Novel diagnostic and prognostic biomarkers for CC and potential therapy targets based on different histologic subtypes and HPV infection statuses. A) Scatter plots indicating the expression of KRT14 and CLDN3 between 257 SCC samples and 32 ADC samples in the TCGA CESC dataset. Error bar: median value with interquartile range. p‐values were obtained by the two‐sided Mann–Whitney test. ****p < 0.0001. B) IHC expression scores of KRT14 and CLDN3 in 10 SCC samples and 5 ADC samples. Error bar: mean value with SD. p‐values were obtained by the two‐sided unpaired test. ***p < 0.001, ****p < 0.0001. C) Kaplan–Meier curves illustrating the prognostic value of the combined 10‐gene signature indicating both epithelial malignancy (KRT17, S100A10, CDKN2A, CLIC1, KRT20) and sprouting angiogenesis (ESM1, ADAMTSL2, COLA1, APLN, ANGPTL2), constructed by the web tool Gepia2 with the CESC TCGA dataset: the higher the signature expression was, the shorter the OS and DFS were (p = 0.00052 and 0.012, respectively by the log rank test).

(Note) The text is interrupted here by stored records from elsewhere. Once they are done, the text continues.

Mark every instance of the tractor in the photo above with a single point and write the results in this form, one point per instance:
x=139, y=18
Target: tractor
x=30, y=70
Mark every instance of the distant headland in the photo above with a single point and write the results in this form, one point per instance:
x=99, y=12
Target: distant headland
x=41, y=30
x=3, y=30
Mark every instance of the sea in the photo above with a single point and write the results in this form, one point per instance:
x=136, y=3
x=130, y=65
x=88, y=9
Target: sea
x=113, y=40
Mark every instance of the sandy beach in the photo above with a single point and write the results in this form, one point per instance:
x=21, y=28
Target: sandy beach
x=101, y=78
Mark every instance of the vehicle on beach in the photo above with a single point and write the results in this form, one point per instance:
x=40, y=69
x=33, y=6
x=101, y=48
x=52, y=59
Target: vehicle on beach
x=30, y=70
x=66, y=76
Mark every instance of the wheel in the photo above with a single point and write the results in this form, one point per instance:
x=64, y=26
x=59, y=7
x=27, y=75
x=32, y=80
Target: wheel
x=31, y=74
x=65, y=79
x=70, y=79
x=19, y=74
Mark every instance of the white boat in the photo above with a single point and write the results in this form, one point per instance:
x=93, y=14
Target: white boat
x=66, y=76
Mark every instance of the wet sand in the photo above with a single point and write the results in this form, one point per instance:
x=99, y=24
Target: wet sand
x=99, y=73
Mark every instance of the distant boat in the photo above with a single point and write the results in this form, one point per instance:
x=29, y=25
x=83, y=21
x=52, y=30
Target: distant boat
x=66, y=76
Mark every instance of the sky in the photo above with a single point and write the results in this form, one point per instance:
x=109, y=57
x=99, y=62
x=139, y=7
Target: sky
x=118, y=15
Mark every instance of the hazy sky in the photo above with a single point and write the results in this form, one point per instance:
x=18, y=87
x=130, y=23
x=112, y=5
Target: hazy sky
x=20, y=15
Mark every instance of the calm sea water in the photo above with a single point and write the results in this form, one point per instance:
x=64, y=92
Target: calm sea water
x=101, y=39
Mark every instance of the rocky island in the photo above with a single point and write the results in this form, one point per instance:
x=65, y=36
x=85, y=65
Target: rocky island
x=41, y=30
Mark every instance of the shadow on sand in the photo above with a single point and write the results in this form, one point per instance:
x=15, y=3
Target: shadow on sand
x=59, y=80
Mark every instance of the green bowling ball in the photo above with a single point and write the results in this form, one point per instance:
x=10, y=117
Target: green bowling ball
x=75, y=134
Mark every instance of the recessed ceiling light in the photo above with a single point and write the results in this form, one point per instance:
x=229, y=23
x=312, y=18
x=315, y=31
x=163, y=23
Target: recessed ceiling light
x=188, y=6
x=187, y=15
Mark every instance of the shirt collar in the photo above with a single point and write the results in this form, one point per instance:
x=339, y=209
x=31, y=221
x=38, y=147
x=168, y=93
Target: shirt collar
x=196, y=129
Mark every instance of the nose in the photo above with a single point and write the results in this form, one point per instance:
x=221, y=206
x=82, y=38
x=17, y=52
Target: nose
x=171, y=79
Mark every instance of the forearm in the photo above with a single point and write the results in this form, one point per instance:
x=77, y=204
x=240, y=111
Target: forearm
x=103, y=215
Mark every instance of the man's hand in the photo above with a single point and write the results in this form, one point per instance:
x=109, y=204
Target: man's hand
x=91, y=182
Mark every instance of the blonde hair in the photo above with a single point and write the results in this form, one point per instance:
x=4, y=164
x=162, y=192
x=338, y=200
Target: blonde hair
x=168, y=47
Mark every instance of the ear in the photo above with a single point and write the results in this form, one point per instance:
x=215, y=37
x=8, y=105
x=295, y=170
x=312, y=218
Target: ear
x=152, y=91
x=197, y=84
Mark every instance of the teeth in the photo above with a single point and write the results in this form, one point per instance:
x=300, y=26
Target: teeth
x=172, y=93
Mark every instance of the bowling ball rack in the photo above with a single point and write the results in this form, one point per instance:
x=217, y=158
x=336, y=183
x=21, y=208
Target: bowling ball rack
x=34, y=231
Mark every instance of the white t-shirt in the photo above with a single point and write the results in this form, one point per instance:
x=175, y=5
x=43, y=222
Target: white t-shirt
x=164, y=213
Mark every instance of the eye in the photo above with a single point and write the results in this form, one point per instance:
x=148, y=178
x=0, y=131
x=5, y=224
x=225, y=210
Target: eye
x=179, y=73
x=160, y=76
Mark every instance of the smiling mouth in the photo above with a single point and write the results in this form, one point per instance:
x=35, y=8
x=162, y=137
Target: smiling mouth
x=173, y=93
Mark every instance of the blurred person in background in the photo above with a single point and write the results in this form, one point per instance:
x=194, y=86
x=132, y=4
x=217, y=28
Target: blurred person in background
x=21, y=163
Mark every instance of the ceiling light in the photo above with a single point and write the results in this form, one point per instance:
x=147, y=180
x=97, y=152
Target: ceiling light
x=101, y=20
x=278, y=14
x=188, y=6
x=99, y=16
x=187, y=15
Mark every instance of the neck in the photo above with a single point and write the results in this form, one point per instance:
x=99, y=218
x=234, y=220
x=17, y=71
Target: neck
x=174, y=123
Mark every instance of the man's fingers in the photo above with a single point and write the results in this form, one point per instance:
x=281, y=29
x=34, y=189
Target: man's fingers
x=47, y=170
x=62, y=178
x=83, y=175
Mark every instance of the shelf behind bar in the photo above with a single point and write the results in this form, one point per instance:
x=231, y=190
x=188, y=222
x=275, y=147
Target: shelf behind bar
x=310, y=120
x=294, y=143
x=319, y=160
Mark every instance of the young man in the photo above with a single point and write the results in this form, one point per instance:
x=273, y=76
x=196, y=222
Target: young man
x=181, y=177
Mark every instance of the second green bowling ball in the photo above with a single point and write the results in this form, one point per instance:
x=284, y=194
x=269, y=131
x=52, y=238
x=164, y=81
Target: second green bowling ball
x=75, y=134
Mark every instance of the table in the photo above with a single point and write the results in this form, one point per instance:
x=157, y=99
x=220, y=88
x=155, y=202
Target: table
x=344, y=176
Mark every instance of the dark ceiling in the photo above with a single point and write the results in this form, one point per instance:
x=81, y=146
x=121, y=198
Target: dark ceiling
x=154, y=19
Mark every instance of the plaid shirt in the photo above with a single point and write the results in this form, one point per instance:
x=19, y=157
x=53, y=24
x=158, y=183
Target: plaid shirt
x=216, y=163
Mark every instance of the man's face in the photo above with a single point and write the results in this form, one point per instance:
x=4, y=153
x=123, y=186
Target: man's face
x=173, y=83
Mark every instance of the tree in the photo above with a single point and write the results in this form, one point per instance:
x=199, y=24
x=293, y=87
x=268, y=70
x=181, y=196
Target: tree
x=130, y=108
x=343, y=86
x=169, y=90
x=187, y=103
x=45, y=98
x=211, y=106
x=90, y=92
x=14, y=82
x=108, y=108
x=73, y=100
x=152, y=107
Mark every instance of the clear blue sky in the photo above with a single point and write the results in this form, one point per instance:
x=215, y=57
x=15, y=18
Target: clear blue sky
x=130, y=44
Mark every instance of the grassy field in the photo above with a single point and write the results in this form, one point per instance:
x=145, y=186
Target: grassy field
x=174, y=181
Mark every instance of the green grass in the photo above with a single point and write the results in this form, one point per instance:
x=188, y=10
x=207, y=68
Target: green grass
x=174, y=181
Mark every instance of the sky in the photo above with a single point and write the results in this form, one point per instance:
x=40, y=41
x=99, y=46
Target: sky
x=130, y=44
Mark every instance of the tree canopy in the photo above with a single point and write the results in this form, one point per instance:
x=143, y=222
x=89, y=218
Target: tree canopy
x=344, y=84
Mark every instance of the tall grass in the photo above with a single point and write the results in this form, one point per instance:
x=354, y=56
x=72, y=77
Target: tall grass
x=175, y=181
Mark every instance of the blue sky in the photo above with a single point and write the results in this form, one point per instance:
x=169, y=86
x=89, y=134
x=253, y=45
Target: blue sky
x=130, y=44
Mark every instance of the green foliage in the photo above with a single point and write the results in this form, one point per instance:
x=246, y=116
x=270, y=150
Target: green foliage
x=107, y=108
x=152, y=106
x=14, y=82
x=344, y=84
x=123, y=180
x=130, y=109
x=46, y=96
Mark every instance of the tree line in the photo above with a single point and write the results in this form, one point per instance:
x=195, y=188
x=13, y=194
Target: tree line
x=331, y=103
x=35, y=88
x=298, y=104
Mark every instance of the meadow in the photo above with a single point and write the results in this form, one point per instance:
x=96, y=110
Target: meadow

D) Kaplan–Meier curves indicating the prognostic value of the SPP1/C1QC signature embodying macrophages immunoregulation superior to the M1/M2 signature (p = 0.17): the higher SPP1/C1QC signature expression was, the shorter OS would be (p = 0.0017 by log rank test). E) IHC expression scores of CD96 and TIGIT in 10 SCC samples and 5 ADC samples. Error bar: mean value with SD. p‐values were obtained by two‐sided unpaired test. **p < 0.01; ns, not significant. F) Novel potential targets for precise treatment uniquely to HPV‐positive SCC, HPVA ADC, and NHPVA ADC. CC, cervical cancer; HPV, human papillomavirus; TCGA, The Cancer Genome Atlas; CESC, cervical and endocervical cancer; IHC, immunohistochemistry; SD, standard deviation; OS, overall survival; DFS, disease‐free survival; SCC, squamous cell carcinoma; HPVA, human papillomavirus‐associated; NHPVA, non‐human papillomavirus‐associated.

Figure 9

Flow chart of the current study demonstrating the main methods and significant findings.